Classification and phylogenetic analysis of the TRBV genes
We annotated a pool of 91 TRBV genes grouped into 27 distinct subgroups according to the criterion that sequences with nucleotide identity above 75% belong to the same subgroup [32]. Five subgroups are multimembers with a massive expansion of the TRBV5 (30 genes), TRBV6 (29 genes) and TRBV21 (6 genes), while both the TRBV7 and TRBV12 subgroups consist of two genes. Out of the 91 TRBV genes, 54 (approximately 60%) are predicted to be functional genes as defined by the IMGT rules (see “Methods”), and 37 (40%) are not functional (pseudogenes and ORF) (Additional file 3: Table S3). The deduced amino acid sequences of the potential functional germline TRBV genes, ORF and in-frame pseudogenes are shown in Additional file 4: Figure S1, where they are aligned according to IMGT unique numbering for the V-REGION [33] to maximize the percentage of identity.
To validate the classification and the membership of the goat TRBV genes to the subgroups, the evolutionary relationship of these genes was investigated in the context of the artiodactyl order by comparing all goat gene sequences with the corresponding sheep, pig and dromedary sequences, adopting two selection criteria: (i) only potential functional genes and in-frame pseudogenes were included, and (ii) only one gene was selected per subgroup. Thus, the V-REGION nucleotide sequences of all selected TRBV genes were combined in the same alignment, and an unrooted phylogenetic tree was constructed using the NJ method [34] (Fig. 2). The tree shows that each of the 27 goat subgroups forms a monophyletic group, when present, with corresponding sheep, pig and dromedary genes, consistent with the birth of distinct subgroups prior to the divergence of the different species.
Moreover, in accordance with the accepted phylogeny of these species, the goat and sheep orthologous genes are more closely related to each other than to their pig and dromedary counterparts in all groupings but one (TRBV29). As in sheep, the TRBV23 subgroup is missing in the goat locus. Hence, the phylogenetic clustering confirmed the classification of each goat TRBV subgroup as orthologous to the corresponding artiodactyl subgroup.

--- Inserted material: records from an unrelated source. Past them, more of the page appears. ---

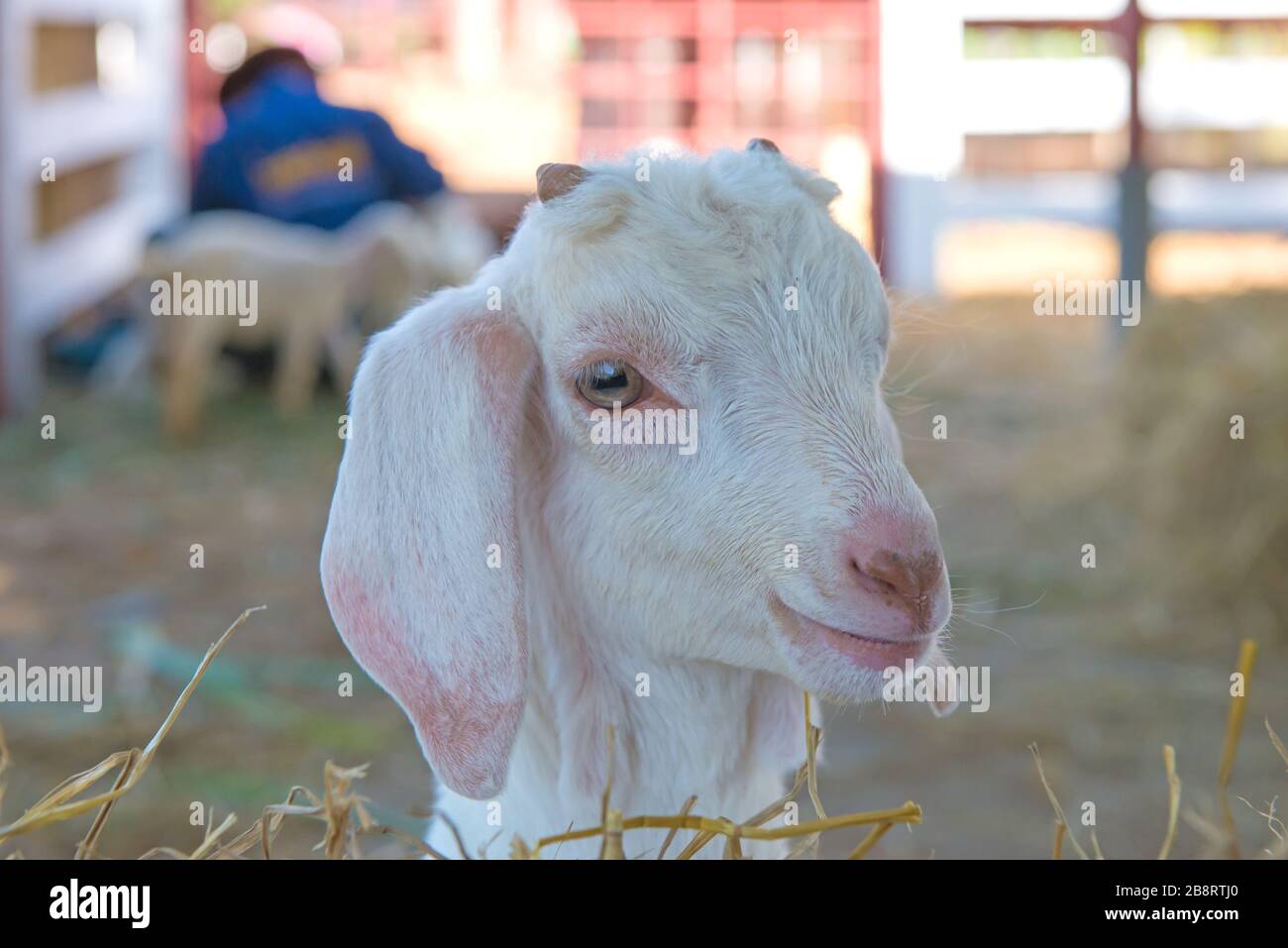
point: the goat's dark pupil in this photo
(609, 377)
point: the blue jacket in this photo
(291, 156)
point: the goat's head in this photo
(784, 533)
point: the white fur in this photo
(619, 561)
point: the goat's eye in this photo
(608, 381)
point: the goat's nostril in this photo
(872, 579)
(906, 575)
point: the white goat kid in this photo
(510, 579)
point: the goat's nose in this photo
(897, 553)
(911, 574)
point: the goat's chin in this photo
(836, 682)
(840, 666)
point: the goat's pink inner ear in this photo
(555, 179)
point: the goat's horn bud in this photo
(554, 179)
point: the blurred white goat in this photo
(518, 584)
(307, 285)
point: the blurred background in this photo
(982, 146)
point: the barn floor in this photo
(97, 528)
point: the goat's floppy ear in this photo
(420, 563)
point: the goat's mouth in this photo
(864, 651)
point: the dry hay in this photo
(1203, 513)
(347, 818)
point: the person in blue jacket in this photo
(290, 155)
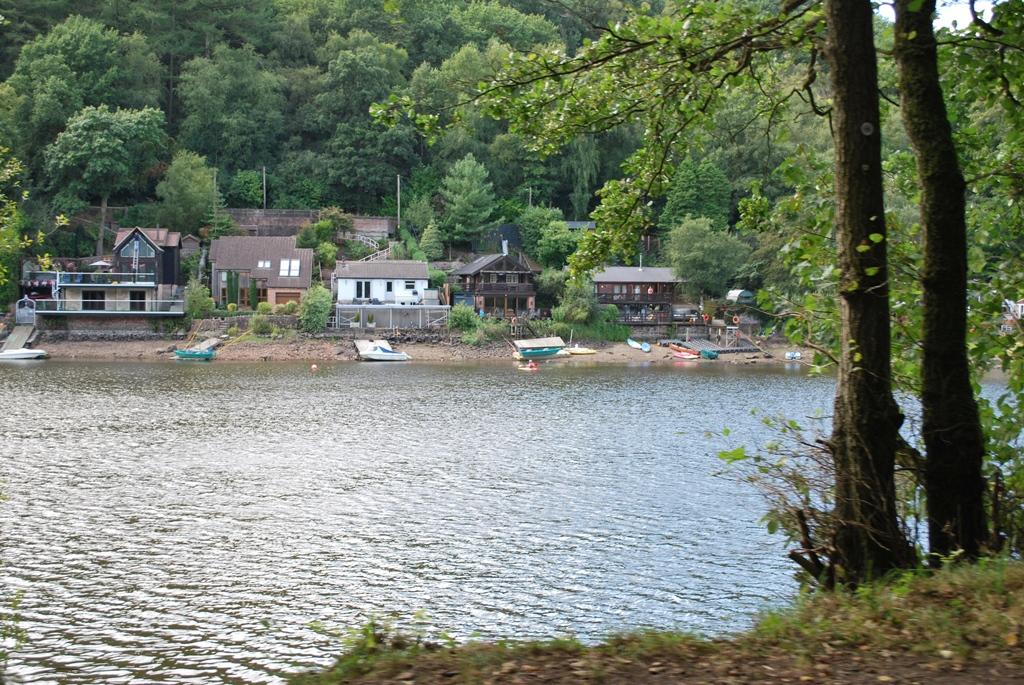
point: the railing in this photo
(412, 316)
(170, 307)
(366, 240)
(38, 276)
(380, 255)
(650, 317)
(655, 298)
(96, 279)
(501, 289)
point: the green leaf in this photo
(732, 456)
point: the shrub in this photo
(609, 313)
(437, 277)
(315, 309)
(412, 247)
(430, 242)
(327, 253)
(354, 250)
(199, 304)
(472, 337)
(260, 326)
(463, 318)
(398, 251)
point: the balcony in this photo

A second phylogenetic tree was constructed to investigate the evolutionary origin of the goat multimember TRBV subgroups. Thus, the V-REGION nucleotide sequences of all goat TRBV5, TRBV6 and TRBV21 subgroup genes were compared with the sequences of all genes included in the corresponding sheep, pig and dromedary TRBV subgroups to obtain an NJ phylogenetic tree [34] (Fig. 3). The tree shows three major monophyletic groupings (A-C), corresponding to the three TRBV subgroups. Taking into account that the same subgroups are also expanded in the sheep locus, it is evident that within each grouping, goat and sheep genes intermingle. In particular, in branch A, each goat TRBV21 gene is tightly related to a corresponding sheep gene, indicating the existence of a common ancestor of the two species in which the duplication events occurred. On the other hand, the grouped dromedary TRBV21 genes appear to have evolved in a species-specific manner. Likewise, within branches B and C, very often a goat TRBV5 or TRBV6 gene forms a monophyletic clade with a corresponding sheep gene (as shown by the alternated yellow and green circles in Fig. 3), indicating that most duplication events were shared between the two species, whereas a minor number of duplication events affected the goat and sheep lineages independently. However, no such striking gene duplications have affected swine or dromedary species.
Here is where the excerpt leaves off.